Transcripts from the Sulzer Exhibit
Hon. Irving G. Vann,
Cranberry Lake, N. Y.
My dear Judge:
At a consultation with Judge Herrick, Austen G. Fox, and Judge Arnold at the House last night, it was thought advisable for me to write you regarding the crisis at present in our State, and to ask you to be one of our counsel and accept a retainer from the State, and the Governor.
I have known you for many years, and have the most implicit confidence in your ability and sagacity. I need your advice and help.
Of course I hate to break in on your vacation; but nothing would gratify me so much as to have you accept a retainer to help your State, and come to Albany at your earliest convenience for a consultation with Judge Herrick, myself, and others.
The enclosed will interest you, and I send the sane to you to read over.
Judge Herrick will also write you.
Of course I know you are enjoying yourself at Cranberry Lake. It is a favorite place of mine . As a matter of fact I first met you there nearly a quarter of' a century ago.
Let me hear from you at your earliest convenience; and when you come to Albany, come to the House, take dinner with us, and stay all night. I Will have Judge Herrick and others present.
With best wishes, believe me as ever,
Very sincerely your friend,
Vann Refuses Pay for Work in Sulzer Defense
Judge Says His Salary as Official Referee Was Sufficient
LETTER TO MR. CARMODY
"I Request That in Distributing the Funds You Will Award Nothing Whatever to Me," He Says, "for I Can Accept Nothing if Awarded."
(By a Staff Correspondent)
Albany, Feb. 7. -- Former Court of Appeals Judge Vann of Syracuse, who draws a salary of $6,000 as an official referee, has refused to share in the distribution of the funds that were appropriated by the Legislature for the counsel for the defendant in the Sulzer impeachment trial.
Judge Vann takes the position that the salary he draws as an official referee covers every service that he performs for the State. He included the services in the Sulzer case as services of that character. In his letter to Attorney General Carmody Judge Vann said:
I have just learned from Judge Herrick that you are to audit the claims of the counsel engaged in the recent impeachment and I write you, as I had previously written him, that I can accept no compensation for the little that I was able to do in defending Governor Sulzer.
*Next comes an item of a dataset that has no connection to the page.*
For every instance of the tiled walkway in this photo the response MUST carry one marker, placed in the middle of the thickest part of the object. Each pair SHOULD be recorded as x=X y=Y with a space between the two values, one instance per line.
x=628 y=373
We all regarded ourselves as engaged in State work, and while it is entirely right that the State should pay for such work, I am in a different situation from the other counsel engaged. At the time I was in receipt of a salary from the State as official referee and I regarded that salary as covering all State work of any kind done by me. This has been my position from the outset.
Owing to ill health, I was able to do very little, and the amount that I would be entitled to receive in any event would be of trifling importance, but the principle involved is important and I therefore request that in distributing the funds you will award nothing whatever to me, for I can accept nothing whatever even if any award should be made to me.
Before passing upon the claims Attorney General Carmody insisted that counsel interested should stipulate among themselves what each should receive for services performed.
CAPTION OF PHOTO: Former Judge Irving G. Vann, who to-day declined to accept payment from the State for his services in the defense of former Governor Sulzer at the impeachment trial.